Not long ago all the new changes for the Health & Safety in Employment Act came into force and so now on farm we really do need practical and robust health and safety policies, team meetings and trainings and all the other ducks lined up that keep staff safe and WorkSafe NZ happy.
But there is still an element missing – one that is often overlooked because it would be impossible to regulate yet has effects within the workplace consistently. Your own personal wellbeing.
Many employers contact me frustrated with employees who are not doing the job well because they don’t seem to understand that you cannot do a good days work after a nights drinking or just a very late night and not enough rest.
Through calving and mating dairy farm staff get very tired and push themselves hard. And now the employers are helping schedule time for those staff to catch up on some time off and recharge their batteries.

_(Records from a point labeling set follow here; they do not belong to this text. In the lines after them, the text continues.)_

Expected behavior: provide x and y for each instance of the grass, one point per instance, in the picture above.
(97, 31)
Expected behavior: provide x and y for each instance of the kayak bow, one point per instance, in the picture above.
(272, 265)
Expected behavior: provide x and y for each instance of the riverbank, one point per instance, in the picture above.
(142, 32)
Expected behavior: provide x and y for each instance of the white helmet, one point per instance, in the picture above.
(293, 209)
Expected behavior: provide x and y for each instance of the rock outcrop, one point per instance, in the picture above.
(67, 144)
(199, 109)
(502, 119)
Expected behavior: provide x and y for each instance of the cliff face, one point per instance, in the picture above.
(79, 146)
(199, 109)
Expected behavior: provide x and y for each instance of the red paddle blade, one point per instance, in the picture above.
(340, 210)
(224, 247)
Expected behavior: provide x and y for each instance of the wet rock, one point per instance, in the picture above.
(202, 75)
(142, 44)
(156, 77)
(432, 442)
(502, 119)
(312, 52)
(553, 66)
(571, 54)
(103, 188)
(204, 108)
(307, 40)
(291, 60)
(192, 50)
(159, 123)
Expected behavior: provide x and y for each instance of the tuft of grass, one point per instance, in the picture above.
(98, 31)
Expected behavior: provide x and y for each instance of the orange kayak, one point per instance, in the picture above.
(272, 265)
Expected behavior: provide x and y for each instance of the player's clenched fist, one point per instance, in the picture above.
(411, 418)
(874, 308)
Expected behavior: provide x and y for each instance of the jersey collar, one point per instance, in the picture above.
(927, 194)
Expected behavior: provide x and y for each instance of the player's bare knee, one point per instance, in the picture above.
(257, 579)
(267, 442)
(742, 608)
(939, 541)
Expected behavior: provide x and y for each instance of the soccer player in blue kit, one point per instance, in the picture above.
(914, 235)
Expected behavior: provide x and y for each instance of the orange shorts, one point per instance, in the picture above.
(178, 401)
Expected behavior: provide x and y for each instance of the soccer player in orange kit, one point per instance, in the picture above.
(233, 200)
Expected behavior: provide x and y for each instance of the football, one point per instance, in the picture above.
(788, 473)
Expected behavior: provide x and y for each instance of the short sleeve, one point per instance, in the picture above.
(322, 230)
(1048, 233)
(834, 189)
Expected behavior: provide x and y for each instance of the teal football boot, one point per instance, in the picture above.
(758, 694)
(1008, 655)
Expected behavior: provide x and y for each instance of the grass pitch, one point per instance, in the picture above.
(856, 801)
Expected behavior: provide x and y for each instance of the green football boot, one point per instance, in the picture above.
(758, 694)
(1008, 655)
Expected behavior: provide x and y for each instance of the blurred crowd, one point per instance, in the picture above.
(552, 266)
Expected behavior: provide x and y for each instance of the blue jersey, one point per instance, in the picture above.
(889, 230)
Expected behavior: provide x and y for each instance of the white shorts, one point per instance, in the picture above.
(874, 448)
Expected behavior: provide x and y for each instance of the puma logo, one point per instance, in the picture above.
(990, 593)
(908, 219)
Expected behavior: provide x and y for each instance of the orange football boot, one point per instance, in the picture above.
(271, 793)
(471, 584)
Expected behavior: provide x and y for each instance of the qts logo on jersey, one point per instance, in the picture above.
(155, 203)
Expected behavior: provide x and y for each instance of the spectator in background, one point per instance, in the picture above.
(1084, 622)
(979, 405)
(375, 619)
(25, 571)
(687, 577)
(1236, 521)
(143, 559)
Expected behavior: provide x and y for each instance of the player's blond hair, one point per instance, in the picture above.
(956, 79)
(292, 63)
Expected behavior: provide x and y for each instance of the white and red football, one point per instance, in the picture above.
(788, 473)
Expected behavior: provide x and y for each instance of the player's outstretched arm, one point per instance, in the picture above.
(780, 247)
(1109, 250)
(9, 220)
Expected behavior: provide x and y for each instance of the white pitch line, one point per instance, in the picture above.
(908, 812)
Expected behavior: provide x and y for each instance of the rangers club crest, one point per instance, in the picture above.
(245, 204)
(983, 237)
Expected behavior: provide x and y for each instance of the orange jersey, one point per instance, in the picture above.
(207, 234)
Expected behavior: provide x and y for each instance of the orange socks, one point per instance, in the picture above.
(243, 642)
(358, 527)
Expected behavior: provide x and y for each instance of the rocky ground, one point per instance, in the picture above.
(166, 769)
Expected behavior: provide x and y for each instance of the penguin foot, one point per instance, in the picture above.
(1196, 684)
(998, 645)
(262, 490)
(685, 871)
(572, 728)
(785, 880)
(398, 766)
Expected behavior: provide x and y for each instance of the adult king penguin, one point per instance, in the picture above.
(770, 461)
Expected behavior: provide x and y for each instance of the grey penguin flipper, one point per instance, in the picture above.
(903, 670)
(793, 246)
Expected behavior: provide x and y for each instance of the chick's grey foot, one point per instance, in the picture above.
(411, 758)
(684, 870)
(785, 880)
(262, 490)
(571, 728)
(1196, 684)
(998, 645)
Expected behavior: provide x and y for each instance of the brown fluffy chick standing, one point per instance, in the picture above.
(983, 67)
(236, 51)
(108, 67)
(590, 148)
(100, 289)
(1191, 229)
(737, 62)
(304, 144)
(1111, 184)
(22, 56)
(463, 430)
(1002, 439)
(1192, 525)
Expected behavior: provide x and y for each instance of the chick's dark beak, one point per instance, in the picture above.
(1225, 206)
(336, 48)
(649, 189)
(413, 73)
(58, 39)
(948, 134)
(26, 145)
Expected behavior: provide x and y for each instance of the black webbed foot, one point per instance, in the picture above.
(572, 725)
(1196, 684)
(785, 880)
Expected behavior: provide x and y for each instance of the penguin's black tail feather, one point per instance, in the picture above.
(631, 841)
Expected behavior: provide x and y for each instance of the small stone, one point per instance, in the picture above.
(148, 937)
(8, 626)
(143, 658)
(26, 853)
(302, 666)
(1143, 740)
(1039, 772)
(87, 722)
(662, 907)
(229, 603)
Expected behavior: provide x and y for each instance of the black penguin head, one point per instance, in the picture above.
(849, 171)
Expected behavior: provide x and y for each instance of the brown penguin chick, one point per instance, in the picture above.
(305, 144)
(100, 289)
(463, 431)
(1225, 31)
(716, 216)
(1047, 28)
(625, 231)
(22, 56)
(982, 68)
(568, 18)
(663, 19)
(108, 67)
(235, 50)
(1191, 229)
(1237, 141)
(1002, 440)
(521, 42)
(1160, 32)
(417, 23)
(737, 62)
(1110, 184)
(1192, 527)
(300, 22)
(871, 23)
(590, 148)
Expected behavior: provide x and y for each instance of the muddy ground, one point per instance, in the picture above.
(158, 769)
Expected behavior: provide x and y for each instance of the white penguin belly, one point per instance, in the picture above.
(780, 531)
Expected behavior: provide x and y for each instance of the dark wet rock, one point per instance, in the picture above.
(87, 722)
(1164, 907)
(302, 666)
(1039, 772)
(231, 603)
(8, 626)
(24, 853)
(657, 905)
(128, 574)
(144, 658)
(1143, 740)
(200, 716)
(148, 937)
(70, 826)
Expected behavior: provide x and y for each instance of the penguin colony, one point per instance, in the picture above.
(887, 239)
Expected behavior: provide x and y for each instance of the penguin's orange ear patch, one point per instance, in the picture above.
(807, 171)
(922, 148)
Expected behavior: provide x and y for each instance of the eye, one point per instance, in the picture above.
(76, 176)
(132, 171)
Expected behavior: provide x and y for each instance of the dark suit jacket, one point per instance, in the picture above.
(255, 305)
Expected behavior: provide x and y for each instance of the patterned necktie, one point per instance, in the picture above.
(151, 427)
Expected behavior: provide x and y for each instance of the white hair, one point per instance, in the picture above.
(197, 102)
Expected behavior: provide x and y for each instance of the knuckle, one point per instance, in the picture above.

But what about you, the boss?
Often due to good relief staff being well booked in advance or not available in some areas, the boss will cover the staff’s time off by doing the extra themselves. After all that is what owners do isn’t it?
Of course it is. But the reality is I see many of those owners also hanging out for a break – but knowing their break is “later” and later is often much later.
But make no mistake – tiredness causes accidents.
It is undoubtedly a risk factor. So it needs a plan to manage it.
So what are some ideas that can be used?
Can you have some week days off and get those good relief staff that are booked every weekend to cover you during some week days?
Can you change something in your schedule so that you can at least get off farm and enjoy a few hours recreation, fishing or whatever your unwind hobby is?
This time of year often sees some rural staff shifting around again for a variety of reasons and some fixed term employees have just finished roles – could any of these people be suitable for you to employ casually on farm for a few weeks, just to provide cover so you as well as the team can have some time off to recharge.
These are just some ideas that could help.
The key thing is your health is important; as well as having good safety systems on farm make sure you lead in health and safety by example on your farm and look after your own wellbeing.